An altruistic rhizo-microbiome strategy in crop-rotation systems for sustainable management of soil-borne diseases.

Crops leave a soil legacy with altruistic effects for subsequent crops but not for themselves. While research has focused on improvements in soil physicochemical properties and the suppression of non-host pathogens, the altruistic microbiome and its assembly mechanism driven by root exudates remain largely unknown. Here, we identified altruistic but self-detrimental phenomena when garlic was rotated with other crops based on meta-analysis and in vivo experiments. Studies utilizing a globally adopted garlic-pepper rotation system demonstrated density-dependent enrichment of key microbial taxa, especially the Penicillium genus, which supports the healthy growth of non-Allium plants but exhibits pathogenicity toward garlic. Furthermore, we found that garlic roots stably secrete diallyl disulfide (DADS) into soil, imposing reactive oxygen species (ROS) stress in the rhizosphere and reshaping the microbial community, particularly suppressing ROS-sensitive pathogens while enriching ROS-tolerant beneficial microorganisms.

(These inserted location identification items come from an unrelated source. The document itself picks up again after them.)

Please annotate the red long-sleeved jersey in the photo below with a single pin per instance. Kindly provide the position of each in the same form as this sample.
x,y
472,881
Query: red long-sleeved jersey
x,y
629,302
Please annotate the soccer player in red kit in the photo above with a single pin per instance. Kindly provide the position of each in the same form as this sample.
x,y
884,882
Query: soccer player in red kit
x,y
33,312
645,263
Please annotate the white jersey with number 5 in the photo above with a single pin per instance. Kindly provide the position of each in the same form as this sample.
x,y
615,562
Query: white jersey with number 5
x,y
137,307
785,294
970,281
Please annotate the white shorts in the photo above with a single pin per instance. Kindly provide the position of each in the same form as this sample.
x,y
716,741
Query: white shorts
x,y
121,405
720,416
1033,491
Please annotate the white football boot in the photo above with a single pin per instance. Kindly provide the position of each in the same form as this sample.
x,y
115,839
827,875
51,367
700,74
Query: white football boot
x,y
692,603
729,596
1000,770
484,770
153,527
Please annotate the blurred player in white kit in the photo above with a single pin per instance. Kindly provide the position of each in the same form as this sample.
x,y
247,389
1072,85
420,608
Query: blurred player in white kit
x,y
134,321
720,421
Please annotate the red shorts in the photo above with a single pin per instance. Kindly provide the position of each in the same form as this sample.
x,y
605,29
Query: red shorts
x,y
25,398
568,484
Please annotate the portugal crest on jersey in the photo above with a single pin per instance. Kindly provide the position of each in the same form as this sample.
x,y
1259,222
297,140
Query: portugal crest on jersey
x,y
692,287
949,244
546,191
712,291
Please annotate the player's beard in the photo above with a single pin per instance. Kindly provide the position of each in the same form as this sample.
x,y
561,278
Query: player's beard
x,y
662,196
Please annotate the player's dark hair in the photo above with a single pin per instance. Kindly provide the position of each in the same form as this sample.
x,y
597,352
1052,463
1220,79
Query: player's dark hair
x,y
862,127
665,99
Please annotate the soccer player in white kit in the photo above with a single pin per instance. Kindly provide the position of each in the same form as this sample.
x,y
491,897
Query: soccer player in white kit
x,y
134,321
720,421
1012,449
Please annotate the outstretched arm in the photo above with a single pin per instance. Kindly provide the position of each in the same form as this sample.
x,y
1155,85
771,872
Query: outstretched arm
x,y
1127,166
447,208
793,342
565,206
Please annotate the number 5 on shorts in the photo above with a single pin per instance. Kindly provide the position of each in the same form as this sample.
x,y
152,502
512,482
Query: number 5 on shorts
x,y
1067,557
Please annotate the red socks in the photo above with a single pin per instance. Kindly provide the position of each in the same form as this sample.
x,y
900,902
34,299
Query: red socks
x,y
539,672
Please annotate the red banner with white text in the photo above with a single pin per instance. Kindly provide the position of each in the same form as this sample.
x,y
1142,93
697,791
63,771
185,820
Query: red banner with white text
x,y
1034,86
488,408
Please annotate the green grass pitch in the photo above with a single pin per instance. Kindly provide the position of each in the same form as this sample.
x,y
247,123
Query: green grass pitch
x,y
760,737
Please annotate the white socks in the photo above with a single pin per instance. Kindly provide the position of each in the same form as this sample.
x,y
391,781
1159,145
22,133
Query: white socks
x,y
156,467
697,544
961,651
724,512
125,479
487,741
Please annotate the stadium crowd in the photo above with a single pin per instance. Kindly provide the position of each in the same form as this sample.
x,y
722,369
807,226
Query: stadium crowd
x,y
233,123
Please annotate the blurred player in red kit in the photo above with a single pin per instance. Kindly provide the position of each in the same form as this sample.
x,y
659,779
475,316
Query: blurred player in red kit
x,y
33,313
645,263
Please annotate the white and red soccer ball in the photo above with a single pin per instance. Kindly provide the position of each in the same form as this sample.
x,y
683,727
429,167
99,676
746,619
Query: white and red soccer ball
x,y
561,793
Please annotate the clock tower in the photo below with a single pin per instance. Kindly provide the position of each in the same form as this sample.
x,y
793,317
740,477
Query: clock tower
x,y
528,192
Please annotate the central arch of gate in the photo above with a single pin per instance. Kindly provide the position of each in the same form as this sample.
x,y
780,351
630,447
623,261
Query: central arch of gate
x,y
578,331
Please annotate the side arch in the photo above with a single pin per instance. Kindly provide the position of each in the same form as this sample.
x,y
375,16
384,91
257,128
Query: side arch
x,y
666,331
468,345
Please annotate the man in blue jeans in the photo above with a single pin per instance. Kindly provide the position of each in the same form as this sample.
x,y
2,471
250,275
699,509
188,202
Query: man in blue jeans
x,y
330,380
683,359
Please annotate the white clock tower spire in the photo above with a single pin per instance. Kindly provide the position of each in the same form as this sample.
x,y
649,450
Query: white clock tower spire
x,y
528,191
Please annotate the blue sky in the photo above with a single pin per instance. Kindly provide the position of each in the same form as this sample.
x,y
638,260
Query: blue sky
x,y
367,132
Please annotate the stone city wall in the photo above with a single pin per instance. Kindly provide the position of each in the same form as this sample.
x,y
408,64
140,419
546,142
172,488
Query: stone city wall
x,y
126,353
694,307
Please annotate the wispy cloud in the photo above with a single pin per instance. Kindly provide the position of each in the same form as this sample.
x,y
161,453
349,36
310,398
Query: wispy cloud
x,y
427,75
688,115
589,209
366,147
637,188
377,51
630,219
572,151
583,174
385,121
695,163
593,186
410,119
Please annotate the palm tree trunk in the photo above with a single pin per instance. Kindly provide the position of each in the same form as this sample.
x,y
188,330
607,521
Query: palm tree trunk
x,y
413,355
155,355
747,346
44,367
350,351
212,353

As a result, Penicillium allii, with strong oxidative stress tolerance, survives and accumulates in the highly stressful garlic rhizosphere environment, thereby playing an "altruistic but self-detrimental" role in the rotation system. In addition, preliminary field experiments showed that co-application of DADS with P. allii could enhance stable colonization of P. allii, promoting sustainable management of soil-borne diseases and improving yield. In summary, this study reveals that garlic root exudate DADS triggers ROS-mediated selection pressure, enriching stress-tolerant P. allii and establishing an "altruistic" microbiome succession mechanism in crop-rotation systems. This mechanism enables targeted soil-borne disease management through plant-driven microbial community engineering.